Mumbai to get 15,000-sq-ft museum in bunker found under Raj Bhavan
History lovers in the city will soon be able to visit a British-era underground bunker found under the Raj Bhavan three years ago. President Ramnath Kovind will inaugurate the museum today, though the bunker museum is expected to be opened to the public after monsoon.
The bunker was discovered in August 2016, after being closed for more than six decades. Spread over 15,000 square feet, the museum has retained the original features of the bunker and will tell the history of the Raj Bhavan as well as Maharashtra’s rich martial heritage using holographic projection technology.
“The discovery of the underground bunker in Raj Bhavan had generated tremendous excitement among the people of Maharashtra and elsewhere in the country,” said Ch Vidyasagar Rao, governor of Maharashtra. “There were numerous constraints in opening the bunker. I am glad that we have not only overcome the constraints in conserving the century-old bunker, but have also created a virtual reality-assisted museum that would engage visitors with our glorious past and great future.”
The bunker has a 20-ft tall majestic gate and 13 rooms, which visitors will be able to access when the museum opens to the public around October-November this year. There will be audio commentary that will detail the history and the bunker’s restoration. “Visitors will get an opportunity to virtually fire the cannons besides visiting the 13 rooms that are part of the museum. The dioramas of cannons and soldiers, optical illusions of a bunker have also been created for the real time experience. We have also installed a buggy in the museum that was used to ferry the governors living here during the British era. We have pictures and posters to talk about the historical structures and moments that Raj Bhavan has witnessed for decades,” said an official from the Raj Bhavan.
After a retired staff member of the Raj Bhavan informed the governor of the existence of a ‘tunnel’ beneath the governor’s residence and office at Jal Bhushan, the temporary wall that closed the entrance to the bunker on eastern side was broken in August 2016. The governor decided to restore the structure and convert it to a museum. A team of experts including historians, conservation experts and architects was appointed. After the structural audit, the strengthening of the bunker’s structure was carried out and then, the design of the museum chalked out. “While restoring the bunker, we have ensured that the sanctity of the heritage structure was maintained. By opening the bunkers to citizens, we are keen to engage them with our proud past,” said the governor.

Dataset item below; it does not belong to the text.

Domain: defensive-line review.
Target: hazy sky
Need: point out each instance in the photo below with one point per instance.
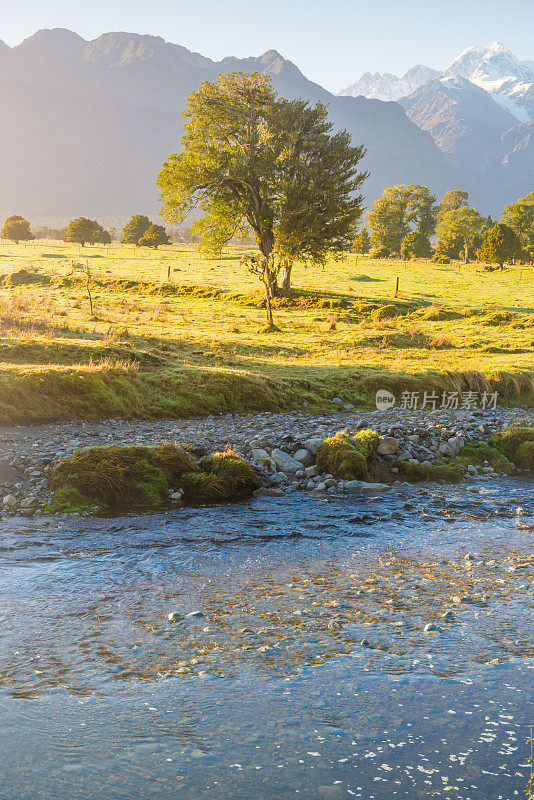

On Saturday evening, President Kovind inaugurated Jal Kiran, a presidential guest house at Raj Bhavan, where he will stay during his two-day visit to Maharashtra. He will also perform bhoomipujan for reconstruction of Jal Bhushan. He unveiled a plaque to mark the completion of restoration of the two 22-tonne cannons from the pre-World War I era that were discovered last year and have since been restored and placed in front of the banquet hall at the Raj Bhavan.